Used to

Used to
‘Used to’ geçmişe ilişkin alışkanlık ifade eder ve bu geçmiş hareket veya durumun şimdi devam etmediğini vurgular.
Örnekler
Olumlu
Serap used to work for the government.
Serap hükümette çalışırdı.
Olumsuz
There didn’t use to be any duck in Lake Gölbaşı.
Gölbaşı gölünde hiç ördek yoktu.
Soru
Did there use to be a building here?
Burada bina var mıydı?
Used To
“Used to” konu anlatımı ile hem olumlu, hem olumsuz hem de soru hallerinin nasıl kullanıldığını sizler için özetledik.
USED TO Kullanımı
Geçmişte sürekli olarak yapılan ama artık yapılmayan eylemleri ya da alışkanlıkları ifade ederken used to kalıbını kullanıyoruz.
Formül;
Özne+ used to + fiil
Örnekler;
When he was an alcoholic, he used to beg for a drink.

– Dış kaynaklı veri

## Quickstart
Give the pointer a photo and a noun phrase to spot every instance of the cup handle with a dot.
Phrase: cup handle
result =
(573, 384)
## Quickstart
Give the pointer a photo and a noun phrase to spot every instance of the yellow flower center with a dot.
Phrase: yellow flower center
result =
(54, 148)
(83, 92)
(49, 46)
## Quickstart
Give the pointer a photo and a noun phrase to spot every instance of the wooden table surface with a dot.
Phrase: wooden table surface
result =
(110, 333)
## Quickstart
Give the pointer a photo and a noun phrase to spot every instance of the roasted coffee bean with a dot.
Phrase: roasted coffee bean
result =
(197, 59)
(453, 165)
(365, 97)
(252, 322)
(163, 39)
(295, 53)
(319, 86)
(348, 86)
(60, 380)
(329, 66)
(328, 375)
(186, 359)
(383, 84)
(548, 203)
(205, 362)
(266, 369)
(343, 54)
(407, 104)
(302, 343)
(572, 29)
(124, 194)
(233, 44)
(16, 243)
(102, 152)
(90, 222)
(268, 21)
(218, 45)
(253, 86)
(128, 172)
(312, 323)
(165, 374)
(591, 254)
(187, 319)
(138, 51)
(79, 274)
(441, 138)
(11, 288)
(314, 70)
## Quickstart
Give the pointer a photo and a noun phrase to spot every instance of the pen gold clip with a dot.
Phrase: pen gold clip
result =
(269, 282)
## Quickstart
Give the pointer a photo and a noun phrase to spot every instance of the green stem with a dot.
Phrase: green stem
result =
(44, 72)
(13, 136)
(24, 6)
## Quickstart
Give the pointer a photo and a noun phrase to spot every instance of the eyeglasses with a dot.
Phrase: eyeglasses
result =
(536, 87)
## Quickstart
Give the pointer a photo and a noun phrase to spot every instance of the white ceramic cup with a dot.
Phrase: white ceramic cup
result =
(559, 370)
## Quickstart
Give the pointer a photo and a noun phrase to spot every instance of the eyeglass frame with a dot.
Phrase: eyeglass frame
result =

(O bir alkol bağımlısıyken, içki için yalvarırdı.)
The poor people in the village used to rely on his benevolence.
(Köydeki fakir insanlar onun yardımlarına güvenirdi.)
My family used to live in that old house once upon a time.

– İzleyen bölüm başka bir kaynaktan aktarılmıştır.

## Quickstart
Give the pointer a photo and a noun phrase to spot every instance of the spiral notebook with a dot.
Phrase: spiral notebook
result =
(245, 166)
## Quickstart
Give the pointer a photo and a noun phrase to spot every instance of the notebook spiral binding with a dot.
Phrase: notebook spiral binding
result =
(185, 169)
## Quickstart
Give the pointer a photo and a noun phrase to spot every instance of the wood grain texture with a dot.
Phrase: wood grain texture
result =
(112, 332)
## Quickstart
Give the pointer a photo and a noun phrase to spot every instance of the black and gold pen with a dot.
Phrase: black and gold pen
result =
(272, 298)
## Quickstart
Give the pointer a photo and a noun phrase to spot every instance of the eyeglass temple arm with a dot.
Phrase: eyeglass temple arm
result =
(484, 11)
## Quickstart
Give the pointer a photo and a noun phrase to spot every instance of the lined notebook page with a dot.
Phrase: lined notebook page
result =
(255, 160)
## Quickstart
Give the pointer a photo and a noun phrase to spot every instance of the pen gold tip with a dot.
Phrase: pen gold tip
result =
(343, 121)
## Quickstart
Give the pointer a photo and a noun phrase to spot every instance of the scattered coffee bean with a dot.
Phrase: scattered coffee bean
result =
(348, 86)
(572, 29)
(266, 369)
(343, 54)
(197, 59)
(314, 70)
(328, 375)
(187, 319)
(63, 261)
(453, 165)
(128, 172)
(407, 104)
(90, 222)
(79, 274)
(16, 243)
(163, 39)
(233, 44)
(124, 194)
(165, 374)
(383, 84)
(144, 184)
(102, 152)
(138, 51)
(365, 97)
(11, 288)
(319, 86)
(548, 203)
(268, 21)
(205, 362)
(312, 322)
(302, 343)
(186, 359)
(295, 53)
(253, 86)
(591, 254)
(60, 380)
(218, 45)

(Ailem bir zamanlar o eski evde kalırdı. = Şimdi başka evde kalıyor.)
I used to grind my teeth when I got angry during my childhood.
(Çocukluğumda, sinirlendiğimde dişlerimi gıcırdatırdım.= Ancak şimdi yapmıyorum.)

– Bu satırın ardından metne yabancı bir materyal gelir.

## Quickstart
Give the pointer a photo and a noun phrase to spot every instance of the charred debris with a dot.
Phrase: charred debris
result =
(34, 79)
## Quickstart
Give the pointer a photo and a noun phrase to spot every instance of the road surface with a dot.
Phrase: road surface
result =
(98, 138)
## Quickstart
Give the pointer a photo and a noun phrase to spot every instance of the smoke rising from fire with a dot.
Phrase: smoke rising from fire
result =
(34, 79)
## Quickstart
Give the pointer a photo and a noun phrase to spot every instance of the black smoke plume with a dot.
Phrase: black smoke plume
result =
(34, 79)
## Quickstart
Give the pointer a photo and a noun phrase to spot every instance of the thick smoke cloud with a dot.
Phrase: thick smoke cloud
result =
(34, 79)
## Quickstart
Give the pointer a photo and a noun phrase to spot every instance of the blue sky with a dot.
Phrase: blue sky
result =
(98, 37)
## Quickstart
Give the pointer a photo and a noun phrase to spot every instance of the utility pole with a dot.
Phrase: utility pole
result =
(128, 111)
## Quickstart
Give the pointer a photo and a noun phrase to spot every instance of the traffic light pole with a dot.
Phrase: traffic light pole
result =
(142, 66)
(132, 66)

I used to play basketball. (I don’t play anymore.)
(Eskiden basketbol oynardım. (Yani artık oynamıyorum.)
He used to smoke a lot. (He doesn’t smoke now/anymore.)
(Eskiden çok sigara içerdi.(Şimdi/Artık içmiyor.)
Used to kalıbı ile kurulan cümleleri olumsuz cümleye çevirmek için ‘used to’ ifadesinden önce didn’t, olumsuz ve soru cümlelerini yaparken ‘used to’ ifadesindeki ‘d’ harfi çıkarılır.
Olumsuz (Negative)
I
didn’t use to
Fiil (Yalın hali)
You
We
They
He
She
It
Örnekler;
She didn’t use to smoke, but she does now.
(Eskiden sigara içmezdi, ama şimdi içiyor.)
Ayşe and her friend didn’t use to talk with each other.
(Ayşe ve arkadaşı birbirleri ile konuşmazdı.)
She didn’t use to eat apples.
(O elma yemezdi.)
She didn’t use to live in İstanbul 10 years ago.
(10 yıl önce İstanbul’da yaşamıyordu.)
Soru (Question)
Did
I
Use To
You
We
They
He
She
It
Örnekler;
Did you use to smoke when you were very young?
(Çok gençken sigara içer miydin?)
Did you use to drink milk a lot?
(Eskiden çok süt içer miydin?)
Where did you use to live?
(Nerede yaşıyordun?)
Did he use to prepare breakfast?
(O kahvaltı hazırlar mıydı?)
BE USED TO (Alışık Olmak)
Bu yapı “ used to + V1” aksine “alışkanlık” ifade eder. Yani, şuanda yapıldığını gösterir. Kendisinden sonra mutlaka isim alır.
Formül;
Özne + be used to + Ving
Örnekler;
I was used to waiting for hours to see my doctor.
(Doktorumu görmek için saatlerce beklemeye alışıktım.)
I am used to getting up early.
(Ben erken kalkmaya alıştım.)
Some students aren’t used to the snow and ice in Sivas.
(Bazı öğrenciler Sivas’taki fırtına ve kara alışkın değiller.)
Women in Anatolia are used to getting up early every day.
(Anadolu’daki kadınlar her gün erken kalkmaya alışkınlar.)
Are you used to driving your car fast?
(Arabanızı hızlı sürmeye alışık mısınız?)
I’m used to running fast.
(Hızlı koşmaya alışkınım.)
GET USED TO (Alışmak)
Yeni yeni alışılmaya başlayan olaylarda kullanılır. Bir şeye alışmak eylemini ifade eder.
Formül;
Özne + get used to + Ving
Örnekler;
He is getting used to learning how to drive a car.
(Araba sürmesini gittikçe öğreniyor.)
They are getting used to learning how to reply to my questions in English.
(İngilizce sorularıma cevap vermeye gittikçe alışıyorlar.)
You will get used to the noise soon.
(Kısa süre sonra bu gürültüye alışacaksın.)
I never got used to shaking hands with people all the time when I lived there.
(Orada yaşarken durmadan insanlarla el sıkışmaya alışamadım.)
I’m getting used to smoking nowadays owing to stress and strains in my business life.
(İş hayatındaki stres ve gerginlikler yüzünden son zamanlarda sigara içmeye alışıyorum.)